Jakarta, 19 Februari 2025 – Pusat Pengembangan Sumber Daya Manusia Ketenagalistrikan, Energi Baru Terbarukan, dan Konservasi Energi (PPSDM Ketenagalistrikan EBTKE) kembali menggelar pelatihan dan sertifikasi Pengawas Operasional Pertama (POP) Panas Bumi. Kegiatan ini berlangsung secara daring pada 17–21 Februari 2025 dan diikuti oleh 35 peserta dari berbagai sektor industri panas bumi.
Pelatihan ini secara resmi dibuka oleh Elin Lindiasari. Dalam sambutannya, ia menegaskan bahwa sejak tahun 2001, PPSDM Ketenagalistrikan EBTKE terus berkomitmen dalam pengembangan sumber daya manusia di bidang energi terbarukan, termasuk panas bumi. Program pelatihan ini bertujuan untuk meningkatkan kompetensi peserta dalam pengawasan operasional guna mendukung pengembangan energi bersih dan berkelanjutan di Indonesia.
Sebagai bagian dari proses seleksi dan penilaian kompetensi, peserta diwajibkan menyerahkan portofolio sebelum mengikuti pelatihan. Selain pembekalan materi, peserta juga menjalani ujian sertifikasi. Peserta yang dinyatakan kompeten akan memperoleh sertifikat sebagai Pengawas Operasional Pertama di industri panas bumi.
Aperta Ledy Alam, S.T., M.T., yang membawakan berbagai materi penting, antara lain: Regulasi terkait panas bumi, Tugas dan tanggung jawab pengawas operasional terhadap K3LL (Kesehatan, Keselamatan Kerja, dan Lindungan Lingkungan), Penyusunan dan penerapan rencana kerja K3 dan LL, Teknik komunikasi efektif, Inspeksi dan penilaian risiko, Investigasi kecelakaan panas bumi, Implementasi Sistem Manajemen K3 (SMK3) panas bumi.
Dalam sesi investigasi kecelakaan, Aperta menyoroti pentingnya memahami rasio kecelakaan.
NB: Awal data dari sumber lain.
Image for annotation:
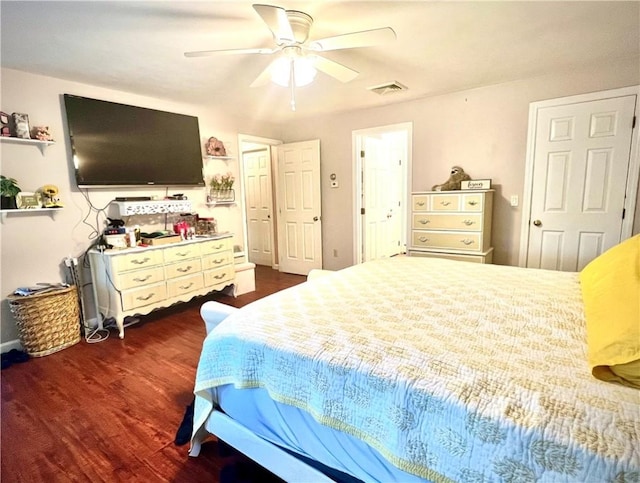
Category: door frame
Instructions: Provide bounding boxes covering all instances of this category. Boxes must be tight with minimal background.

Ia menjelaskan bahwa dalam setiap satu kecelakaan fatal, biasanya terdapat 10 kejadian kecelakaan ringan, 30 insiden yang menyebabkan kerusakan aset, serta 600 insiden hampir celaka (near miss). Oleh karena itu, tindakan preventif menjadi hal yang krusial.
Lebih lanjut, ia menekankan bahwa setiap kecelakaan pasti memiliki gejala atau tanda-tanda awal. Pengawas operasional harus memahami perbedaan antara penyebab langsung dan penyebab dasar kecelakaan, serta bagaimana melakukan perbaikan baik secara sementara maupun permanen.
Tanggung Jawab Pengawas dan Investigasi Kecelakaan
Pengawas operasional memiliki peran penting dalam investigasi kecelakaan, di antaranya:
Tidak mengubah kondisi lokasi kecelakaan sebelum penyelidikan selesai, kecuali untuk pertolongan pertama, Mengumpulkan fakta dan informasi yang relevan,
Melakukan analisis penyebab kecelakaan, Mengambil tindakan perbaikan untuk mencegah kejadian serupa di masa depan.
Kecelakaan kerja dalam industri panas bumi dikategorikan berdasarkan tingkat cedera: Cedera ringan: Mengakibatkan pekerja tidak bisa bekerja selama 1 hari hingga kurang dari 3 minggu. Cedera berat: Pekerja tidak dapat bekerja lebih dari 3 minggu atau mengalami cacat tetap. Cedera fatal: Mengakibatkan kematian dalam waktu 24 jam setelah kejadian. Dampak Ekonomi dan Penanggulangan Kecelakaan
Aperta juga membahas biaya yang timbul akibat kecelakaan kerja, yang dibagi menjadi:
Biaya langsung: Termasuk biaya pengobatan dan kompensasi pekerja yang cedera. Biaya tidak langsung: Kerugian akibat terganggunya operasional, perbaikan alat, dan dampak psikologis bagi pekerja lainnya.
Sebagai penutup, pelatihan ini juga menekankan pentingnya respons cepat terhadap keadaan darurat, mulai dari pengendalian di lokasi kejadian, pertolongan pertama, hingga investigasi menyeluruh untuk mencegah kecelakaan serupa di masa depan.
Dengan terselenggaranya pelatihan ini, PPSDM Ketenagalistrikan EBTKE berharap dapat mencetak lebih banyak tenaga ahli yang kompeten dalam mengelola industri panas bumi yang aman, efisien, dan berkelanjutan.